All these are absolutely consistent with previous thinking;

** These indicators will be further refined and emailed by Dr Wells to all the workgroup members.

Considerations:

o  NH are not included in any federal money for HER development and training

o  ECP aware of pilot programs with Pharmarica & Golden Living building a communications interface

o  NC HCFA met with UNC systems intranet program to establish Nursing Home ER in real time communications

o  CMS considering it as potential non-compliance if use pharmacist who works for supplier (Omni care stock dropped that morning )

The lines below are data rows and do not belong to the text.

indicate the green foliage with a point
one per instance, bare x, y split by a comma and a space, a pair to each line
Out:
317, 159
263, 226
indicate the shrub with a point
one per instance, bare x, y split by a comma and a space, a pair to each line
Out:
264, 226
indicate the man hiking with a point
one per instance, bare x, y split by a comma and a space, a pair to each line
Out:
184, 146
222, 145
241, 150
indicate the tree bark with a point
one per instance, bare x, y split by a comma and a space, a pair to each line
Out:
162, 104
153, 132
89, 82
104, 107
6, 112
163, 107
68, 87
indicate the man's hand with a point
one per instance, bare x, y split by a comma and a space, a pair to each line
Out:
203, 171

o  CCNC may have the appropriate resources for medication reconciliation

o  E-prescribing is already a mandate for physicians

o  Goal needs to include all 3 facets (hospital/physician, NH facility & pharmacy) in electronic communications

o  Admissions are the biggest zone for error & requires significant nursing time to reconcile meds lists from 3 or 4 sources

o  Many of these considerations may be able to be addressed through data sharing through the Informatics Center Provider Portal

What does it take to create/ make sure an ED visit accomplishes what it needs to? Best practice examples are Duke Forest/Croasdaile & Duke ED experience – where geriatric fellow or a Nurse Practitioner can follow-up when patient is taken back; patient may be able to get care in the acute care part of facility; Need a Medicaid version of Hillcrest – Continuing Care Retirement Community (CCRC) scaled down to a budget that works for a facility where 85% of the residents’ are dual eligible. Medical homes are a start – incentivize quality and add on with experience.

What will help bring this to practice? NH peers-telling-peers works best - hearing from others is difficult as industry feels horribly misunderstood.

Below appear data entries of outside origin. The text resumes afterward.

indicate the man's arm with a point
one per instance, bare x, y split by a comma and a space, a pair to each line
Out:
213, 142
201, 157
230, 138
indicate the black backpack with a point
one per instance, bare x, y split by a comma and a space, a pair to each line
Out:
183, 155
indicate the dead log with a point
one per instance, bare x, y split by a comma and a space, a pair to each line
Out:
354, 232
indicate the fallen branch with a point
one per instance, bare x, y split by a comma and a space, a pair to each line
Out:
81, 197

o  Trust level that breeds success –

o  Improve electronic communications,

o  Open key with physician supports

NH working with ECP-like groups and some other facilities are as different as night and day.

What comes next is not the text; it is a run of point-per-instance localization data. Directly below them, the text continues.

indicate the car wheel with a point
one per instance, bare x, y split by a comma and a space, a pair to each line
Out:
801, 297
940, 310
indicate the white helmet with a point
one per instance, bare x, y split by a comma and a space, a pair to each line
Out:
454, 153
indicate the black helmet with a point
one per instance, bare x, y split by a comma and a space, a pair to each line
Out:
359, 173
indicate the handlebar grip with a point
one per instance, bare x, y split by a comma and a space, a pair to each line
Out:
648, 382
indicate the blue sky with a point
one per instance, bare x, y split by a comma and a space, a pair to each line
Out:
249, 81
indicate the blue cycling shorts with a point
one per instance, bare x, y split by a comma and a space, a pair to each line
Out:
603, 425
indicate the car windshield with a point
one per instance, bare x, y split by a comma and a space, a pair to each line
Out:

o  How do we get people interest in the middle of nowhere

o  How do we manage in a progressive place like Asheville

Challenges:

Communications is essential– need to talk with someone at the facility who knows what is going on with patient. Example – Nursing Facility told ED physician patient had no living will, then patient’s’ power of attorney shows up with a copy

Case management may help fill this void

o  who will employ them, potentially RN level

o  need to assist facilities with training – communications, would that be helpful

Disconnect between NF & Hospital when NH get patients that have serious behavior problems that are not disclosed at the time of referral

Discussion of the Informatics Center, CCNC – provider portal – means to improve information sharing across settings. There are three video clips available on the Dual Eligibles website which discusses some core capabilities and characteristics of the system. http://www.communitycarenc.org/informatics-center/informatics-center-explained/

Diagnostics are going to be an issue – with greater NH onsite physician/NP/PA involvement will lead to more diagnostics being ordered

o  Can NF access more than they do now in terms of X-ray & lab? few facilities have onsite capacity,

o  Concern is mobile x-ray & sending blood to lab rather than hospital

o  Mobile x-ray notoriously bad for hip fractures. lit confirms – high false negative & false positive; may be some procedures only – geographically varied – where there is 24/7 coverage and time to response

o  ED from NF facility – if send resident to hospital they are likely to lay there for 20 hours à dehydration, skin breakdown, delirium

o  Can get portable X-ray can get in middle of the night – 2 hour time frame – informed families accept this as preferable to waiting in ED

o  Overuse/unnecessary use of portable X-rays becoming a salve for family & facilities

o  NH Lab capacity limited, see some finger stick technology for anticoagulants

o  I stats- point of care testing – comfort level of facility & CLIA certification & standards require a lot of work

Next steps: In-person Raleigh meeting before Dec 8 – to further develop continuum idea, Chris hopes to participate in this meeting. Polly Welsh will send in the contact information for the Nurse practitioner from Wilkes County.